But how do clutch plates grip if they're oil soaked? Not intuitive.
Short answer:
The friction material is rough and porous so spring pressure pushes the oil out of the way through the gaps and channels - allowing the “teeth” of the friction material to grip.
long answer:
Interesting question. It is to do with asperity and the different forms of lubrication (boundary, mixed and hydrodynamic)
Sliding surface grip depends on asperity, the tiny peaks on a “smooth” surface.
On a steel bearing surface, asperities are very small; enough to hang on to oil molecules but small enough for oil molecules to flood them eliminating the hills and valleys producing a nice smooth film to ride on (tribological film).

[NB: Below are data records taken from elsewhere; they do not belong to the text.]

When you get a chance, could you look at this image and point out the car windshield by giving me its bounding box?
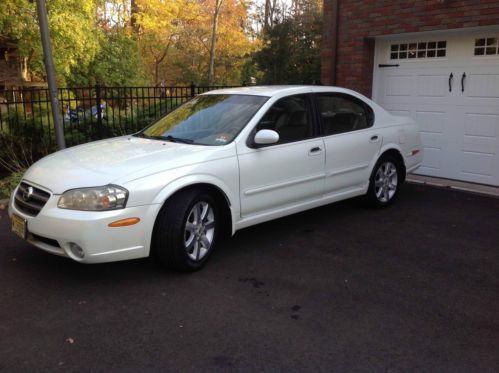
[136,94,268,145]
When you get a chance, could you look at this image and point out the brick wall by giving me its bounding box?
[321,0,499,97]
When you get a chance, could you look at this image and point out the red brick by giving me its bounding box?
[321,0,499,96]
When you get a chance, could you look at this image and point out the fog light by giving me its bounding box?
[68,242,85,259]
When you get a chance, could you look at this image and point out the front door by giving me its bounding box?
[238,95,325,217]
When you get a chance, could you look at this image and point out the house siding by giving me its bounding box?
[321,0,499,97]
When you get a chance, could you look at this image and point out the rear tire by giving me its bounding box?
[152,189,220,272]
[366,154,403,208]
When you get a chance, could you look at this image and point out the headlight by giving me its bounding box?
[57,185,128,211]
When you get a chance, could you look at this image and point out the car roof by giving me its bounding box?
[203,85,358,97]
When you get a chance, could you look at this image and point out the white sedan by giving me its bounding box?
[9,86,423,271]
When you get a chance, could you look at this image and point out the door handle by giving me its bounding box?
[308,146,322,155]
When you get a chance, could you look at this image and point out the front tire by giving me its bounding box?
[366,155,402,207]
[152,189,219,271]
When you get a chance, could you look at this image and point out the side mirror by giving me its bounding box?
[255,130,279,145]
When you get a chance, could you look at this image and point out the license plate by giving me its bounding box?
[12,214,27,240]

Friction material has large asperities, too big for oil molecules to fill/bridge during low speed contact.
Speed is important - what’s called the Stribeck curve.
So on initial contact the surfaces are travelling at high speed relative to each other and this maintains a film. Not much torque is transmitted as it’s just oil film on oil film (hydrodynamic).
With more pressure oil gets displaced through the hills and valleys and asperities begin to contact, but there are reservoirs of oil molecules in the valleys to re-coat them - this is the “mixed“ regime.
The two surfaces start to become matched in speed and some torque is transferred. As relative speed reduces and/or pressure increases the oil has an easy way out on a rough clutch that it doesn’t have with smooth bearings - so the clutch asperities clear and break through the film far earlier and you get direct dry contact on interlocking hills and valleys of the plates.
You still get reduced wear and debris cleaning, the other functions of lubrication.